Happy fun monsoon time

When I first booked this Asia trip, I was rather worried about traveling during monsoon season.  I pictured myself trying to make my way around India, Thailand, Vietnam, and Cambodia in constant, torrential rain.  I thought I would be living in my raincoat and water shoes.  And then I actually took the time to read about the monsoon.  Sure, there is a lot of rain, but it tends to come in short (albeit rather heavy) spurts.  Well, shoot, that sounds like summer in Alabama.  No problem!  And for most of the trip, it really wasn't a problem.  Sure, it rained on me a few times, but not to the extent that I thought the ominous-sounding word "monsoon" entailed.

Not until we arrived in Cambodia, at least.  The monsoon gods decided that we couldn't escape the continent without a proper understanding of what the monsoon can truly unleash.  And that's how I ended up literally wading my way around Siem Reap on my very last day of the trip.

The torrential rains that Dan and I hadn't exactly managed to escape over the previous couple of days swelled the Siem Reap River far past the capacity of its banks.  On my final morning, I woke up to the sight of the river lapping at the entrance to my hotel.  My water sandals had broken just days before in the Mekong Delta.  The only functioning shoes I had left were sneakers.  I could hear the monsoon gods laughing.

It didn't take me long to realize that a 6-inch cover of water barely fazed the locals.  In the US, such an occurrence would shut down a town and make the national news.  But Siem Reap barely blinked.  Motorbikes and tuk-tuks still traversed the streets.  Vendors still pedaled their wares.  Children went nuts playing in the street.  The hotel manager's son made a grand event out of it by sporting an umbrella hat and floating around the hotel entrance on an inflatable raft.

So what's a tourist to do when this city floods?  Wade barefoot through the streets, give in to taking a tuk-tuk ride to the Angkor Museum (as opposed to walking - or wading), and sit around drinking lots of coffee and beer.

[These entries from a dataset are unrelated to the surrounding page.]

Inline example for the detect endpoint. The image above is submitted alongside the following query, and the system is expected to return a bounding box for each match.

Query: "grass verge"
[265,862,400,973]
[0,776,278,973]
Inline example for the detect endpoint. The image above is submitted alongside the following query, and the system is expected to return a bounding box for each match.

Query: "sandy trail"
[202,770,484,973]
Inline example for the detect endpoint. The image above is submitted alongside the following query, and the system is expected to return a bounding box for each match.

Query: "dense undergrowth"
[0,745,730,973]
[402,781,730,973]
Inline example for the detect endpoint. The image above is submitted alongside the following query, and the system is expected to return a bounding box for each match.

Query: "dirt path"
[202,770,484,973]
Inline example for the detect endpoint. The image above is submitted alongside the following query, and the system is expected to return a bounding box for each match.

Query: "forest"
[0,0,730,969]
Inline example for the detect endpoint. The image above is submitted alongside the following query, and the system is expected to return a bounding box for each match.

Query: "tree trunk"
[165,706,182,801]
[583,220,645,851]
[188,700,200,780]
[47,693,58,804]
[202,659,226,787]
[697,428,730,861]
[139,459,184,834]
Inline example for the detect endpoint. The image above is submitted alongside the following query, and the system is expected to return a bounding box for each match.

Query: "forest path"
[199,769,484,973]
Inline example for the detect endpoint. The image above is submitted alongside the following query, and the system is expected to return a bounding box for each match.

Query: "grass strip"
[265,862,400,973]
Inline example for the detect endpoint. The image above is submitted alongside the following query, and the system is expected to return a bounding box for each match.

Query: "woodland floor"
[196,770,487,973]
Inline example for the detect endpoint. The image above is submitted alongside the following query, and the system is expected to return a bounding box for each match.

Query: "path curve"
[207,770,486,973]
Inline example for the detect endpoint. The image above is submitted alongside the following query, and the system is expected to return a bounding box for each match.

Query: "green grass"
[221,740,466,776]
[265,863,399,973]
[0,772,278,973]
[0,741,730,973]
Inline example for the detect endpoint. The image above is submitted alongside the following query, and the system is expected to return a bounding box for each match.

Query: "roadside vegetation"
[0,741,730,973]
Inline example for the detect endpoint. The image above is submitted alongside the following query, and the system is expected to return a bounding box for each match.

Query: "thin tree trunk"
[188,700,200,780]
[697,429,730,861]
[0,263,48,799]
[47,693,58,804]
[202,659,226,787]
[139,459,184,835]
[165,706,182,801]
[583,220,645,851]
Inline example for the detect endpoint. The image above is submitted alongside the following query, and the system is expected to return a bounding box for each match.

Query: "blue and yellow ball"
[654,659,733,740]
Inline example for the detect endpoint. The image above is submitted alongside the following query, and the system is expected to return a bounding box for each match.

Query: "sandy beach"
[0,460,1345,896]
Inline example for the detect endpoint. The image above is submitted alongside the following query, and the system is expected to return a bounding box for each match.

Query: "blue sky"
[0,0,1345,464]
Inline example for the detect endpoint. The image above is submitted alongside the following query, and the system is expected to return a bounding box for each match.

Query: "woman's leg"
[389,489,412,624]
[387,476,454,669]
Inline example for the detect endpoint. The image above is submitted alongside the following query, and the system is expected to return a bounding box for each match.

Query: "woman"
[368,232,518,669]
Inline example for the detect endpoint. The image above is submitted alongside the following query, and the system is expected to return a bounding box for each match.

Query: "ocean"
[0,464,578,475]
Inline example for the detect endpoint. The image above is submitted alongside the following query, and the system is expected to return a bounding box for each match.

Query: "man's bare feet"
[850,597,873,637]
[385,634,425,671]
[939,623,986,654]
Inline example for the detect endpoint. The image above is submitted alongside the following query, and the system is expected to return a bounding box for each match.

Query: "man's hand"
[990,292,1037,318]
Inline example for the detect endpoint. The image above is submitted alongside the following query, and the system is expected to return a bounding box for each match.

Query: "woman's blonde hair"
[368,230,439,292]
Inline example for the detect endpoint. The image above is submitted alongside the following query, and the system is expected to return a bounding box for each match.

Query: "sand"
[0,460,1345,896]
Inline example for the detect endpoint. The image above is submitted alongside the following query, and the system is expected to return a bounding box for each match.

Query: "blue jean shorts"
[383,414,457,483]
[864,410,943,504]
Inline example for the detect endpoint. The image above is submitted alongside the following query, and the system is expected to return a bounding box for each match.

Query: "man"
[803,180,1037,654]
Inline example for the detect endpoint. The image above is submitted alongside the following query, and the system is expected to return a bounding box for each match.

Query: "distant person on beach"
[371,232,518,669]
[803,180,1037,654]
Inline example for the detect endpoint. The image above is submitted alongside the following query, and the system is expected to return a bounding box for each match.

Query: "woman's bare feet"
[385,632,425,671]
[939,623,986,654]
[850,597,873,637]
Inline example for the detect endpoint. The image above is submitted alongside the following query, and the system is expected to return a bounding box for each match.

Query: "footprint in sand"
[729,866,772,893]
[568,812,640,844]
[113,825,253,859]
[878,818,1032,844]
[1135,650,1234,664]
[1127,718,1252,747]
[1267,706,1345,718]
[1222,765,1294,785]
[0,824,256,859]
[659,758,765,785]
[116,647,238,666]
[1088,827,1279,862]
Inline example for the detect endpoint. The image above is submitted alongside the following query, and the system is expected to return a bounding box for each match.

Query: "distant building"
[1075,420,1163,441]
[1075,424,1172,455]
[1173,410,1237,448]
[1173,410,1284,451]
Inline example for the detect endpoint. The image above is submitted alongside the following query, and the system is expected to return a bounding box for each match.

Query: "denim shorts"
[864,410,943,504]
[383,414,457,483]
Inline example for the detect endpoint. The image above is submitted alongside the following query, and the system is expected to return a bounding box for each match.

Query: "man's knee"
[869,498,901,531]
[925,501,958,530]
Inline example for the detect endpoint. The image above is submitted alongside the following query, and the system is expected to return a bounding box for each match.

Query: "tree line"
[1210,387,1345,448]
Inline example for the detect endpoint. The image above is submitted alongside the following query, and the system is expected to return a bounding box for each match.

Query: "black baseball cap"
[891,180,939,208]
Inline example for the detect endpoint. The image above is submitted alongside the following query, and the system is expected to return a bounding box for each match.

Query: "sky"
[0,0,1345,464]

I hired a tuk-tuk driver from the hotel entrance to take me all of 1 mile north to the Angkor Museum.  I sloshed my way into the backseat, and he drove through the flooded streets to deliver me to the entrance.

I had to get a little creative for this endeavor since I didn't have appropriate flood footwear.  I packed my sneakers and a small towel in my bag, and when he pulled up to the museum, I dried off my lower legs, slipped on the shoes, and hopped out onto dry concrete.  Easy.  I probably looked pretty goofy, though.  But this excursion made me think - Mother Nature is certainly a force to be respected and feared, but perhaps that fear is sometimes blown out of proportion on this side of the Atlantic.  The Cambodians weren't freaking out about a mere 6 inches of water.  But then again, they survived the brutality of the Khmer Rouge, so some minor flooding is probably inconsequential to them.  It's all about perspective.  


  1. Wow, what an experience! It's amazing what people can become accustomed too. Humans are amazingly adaptive to their environments. As a former Minnesotan (now living in Costa Rica), this reminds me of when people wonder how Minnesotans survive such extreme winter weather conditions - from being 20 F below for a week straight to getting 20 inches of snowfall in a couple of days. Although, my husband and I ended up not adapting very well to that and fled to Costa Rica (with a baby on the way). ;-)

  2. You are so right. Living someplace with temperatures at 20 below sounds like torture to me, but there are people who don't mind. More power to them. And congratulations on the baby! He/she will have a fantastic place to grow up in!